ZNF200 interacts with DDX17 to regulate the transcriptional activity of RBP-J. [ChIP-Seq]

In order to explore the molecular mechanism of ZNF200 in the development of NSCLC, we conducted CUT&Tag experiments in the H1299 cell line using IgG and ZNF200 antibodies. Based on previous exploratory experiments, we found an interaction between DDX17 and ZNF200. Therefore, we stably transfected DDX17-HA into H1299 cells and performed CUT&Tag experiments using IgG and ZNF200 antibodies. We then discovered that both ZNF200 and DDX17 act on the promoter region of RBP-J. Consequently, in the DDX17-HA stable transfectants of H1299,H520 and A549 cells, we knocked down ZNF200 and performed CUT&Tag experiments using HA antibodies. At the same time, we knocked down ZNF200 and DDX17 in the H520and A549 cell lines, respectively. Since H3K4me3, as an epigenetic modification, is a hallmark of the active status of gene promoter regions and is usually associated with the activation of gene expression, we subsequently used antibodies against histone H3K4me3 for the CUT&Tag experiments.
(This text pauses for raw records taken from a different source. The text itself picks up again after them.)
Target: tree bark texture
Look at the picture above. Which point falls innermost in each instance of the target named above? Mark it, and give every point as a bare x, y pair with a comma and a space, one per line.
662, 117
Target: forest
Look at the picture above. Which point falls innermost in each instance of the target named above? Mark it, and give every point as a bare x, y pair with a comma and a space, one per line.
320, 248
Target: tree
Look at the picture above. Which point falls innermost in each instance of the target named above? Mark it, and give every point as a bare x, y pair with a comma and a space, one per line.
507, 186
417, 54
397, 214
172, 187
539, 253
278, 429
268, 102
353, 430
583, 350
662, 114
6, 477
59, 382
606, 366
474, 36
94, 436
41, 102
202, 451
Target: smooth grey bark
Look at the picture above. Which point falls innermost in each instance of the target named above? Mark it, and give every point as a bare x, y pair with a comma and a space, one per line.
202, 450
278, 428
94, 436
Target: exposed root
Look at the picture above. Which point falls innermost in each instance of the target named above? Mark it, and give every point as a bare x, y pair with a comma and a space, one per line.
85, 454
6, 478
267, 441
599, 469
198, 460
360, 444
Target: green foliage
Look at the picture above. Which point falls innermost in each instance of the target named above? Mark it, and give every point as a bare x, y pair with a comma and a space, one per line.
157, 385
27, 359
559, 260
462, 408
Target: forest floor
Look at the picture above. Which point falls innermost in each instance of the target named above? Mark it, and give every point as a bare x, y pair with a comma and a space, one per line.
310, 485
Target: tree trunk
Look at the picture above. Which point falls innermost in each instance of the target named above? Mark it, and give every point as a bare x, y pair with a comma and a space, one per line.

Overall design: CUT&Tag of IgG and ZNF200 in H1299 cells, CUT&Tag of IgG and ZNF200 after stable transfection of DDX17-HA in H1299 cells, and after knocking down ZNF200 in H1299,H520 and A549 cells stably transfected with DDX17-HA, as well as CUT&Tag of HA, and also knocking down ZNF200 and DDX17 in H520 and A549 cell lines compared to the control group for H3K4me3 CUT&Tag.